たとえばassertRaisesでwithを使えるようになった。assertRaisesのように,例外が出るかどうかを検査したいとき,普通に考えると
assertRaises(例外,関数オブジェクト,引数...)
のように書く必要がある。「assertRaises(ValueError, test_func(foo, bar, baz))」のように書いてしまうと,assertRaises()の呼び出し時に例外を発生する関数が呼ばれてしまって,例外がassertメソッドの外に出て行ってしまうからだ。新unittestでは,withを使って以下のように書ける。
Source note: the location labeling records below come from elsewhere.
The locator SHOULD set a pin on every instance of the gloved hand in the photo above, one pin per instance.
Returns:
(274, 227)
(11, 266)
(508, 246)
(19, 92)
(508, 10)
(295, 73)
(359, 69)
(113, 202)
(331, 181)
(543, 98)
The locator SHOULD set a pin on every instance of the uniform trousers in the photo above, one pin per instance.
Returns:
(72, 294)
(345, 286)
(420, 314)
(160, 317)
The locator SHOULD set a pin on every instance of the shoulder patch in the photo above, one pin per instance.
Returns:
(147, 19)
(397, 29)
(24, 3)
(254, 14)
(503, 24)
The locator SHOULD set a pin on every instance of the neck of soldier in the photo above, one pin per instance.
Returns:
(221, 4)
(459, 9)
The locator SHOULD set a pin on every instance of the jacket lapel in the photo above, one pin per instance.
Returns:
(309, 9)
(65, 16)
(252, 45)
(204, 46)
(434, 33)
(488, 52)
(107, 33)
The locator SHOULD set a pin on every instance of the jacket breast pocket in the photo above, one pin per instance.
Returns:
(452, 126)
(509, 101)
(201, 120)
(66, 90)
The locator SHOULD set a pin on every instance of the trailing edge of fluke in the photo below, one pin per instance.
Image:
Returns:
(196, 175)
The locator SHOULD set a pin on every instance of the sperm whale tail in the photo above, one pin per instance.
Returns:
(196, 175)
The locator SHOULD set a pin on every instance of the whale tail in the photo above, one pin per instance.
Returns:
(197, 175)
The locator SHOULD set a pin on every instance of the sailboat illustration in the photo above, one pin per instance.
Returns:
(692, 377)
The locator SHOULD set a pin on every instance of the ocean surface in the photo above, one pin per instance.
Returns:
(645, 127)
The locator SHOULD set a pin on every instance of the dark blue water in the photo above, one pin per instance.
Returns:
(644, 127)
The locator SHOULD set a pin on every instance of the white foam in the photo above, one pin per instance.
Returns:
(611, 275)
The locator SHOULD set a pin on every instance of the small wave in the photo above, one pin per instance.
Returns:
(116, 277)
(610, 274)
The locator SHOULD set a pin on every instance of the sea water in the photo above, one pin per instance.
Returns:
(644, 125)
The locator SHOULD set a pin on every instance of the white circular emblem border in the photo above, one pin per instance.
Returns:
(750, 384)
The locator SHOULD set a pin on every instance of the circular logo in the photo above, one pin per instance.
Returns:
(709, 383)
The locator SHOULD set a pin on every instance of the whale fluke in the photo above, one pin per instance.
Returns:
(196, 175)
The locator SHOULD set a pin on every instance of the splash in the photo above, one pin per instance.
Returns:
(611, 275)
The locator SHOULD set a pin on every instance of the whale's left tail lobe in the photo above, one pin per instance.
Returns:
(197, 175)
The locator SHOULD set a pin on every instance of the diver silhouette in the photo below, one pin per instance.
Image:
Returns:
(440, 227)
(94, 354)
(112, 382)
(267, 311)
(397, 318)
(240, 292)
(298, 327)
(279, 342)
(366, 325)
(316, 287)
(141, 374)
with self.assertRaises(TypeError):
check_func(2, '3')
こっちの書き方の方が,すっきりしてるし,揺るぎがなく,よりPythonicだ。
もうひとつ。テストのスキップにデコレータが使える。
@skipIf(sys.version_info[2] < 5, "only Python > 2.5")
def test_method(self):
...
その他,モジュールレベルでsetUP,tearDownができるようになっていたり,かなり機能強化されて使いやすくなっている。
App Engineやフレームワークの縛りがあって2.7が使えない人や,プラグイン依存でnoseなどを使い続けたい人は,unittest2を使うと同等の機能を利用できる。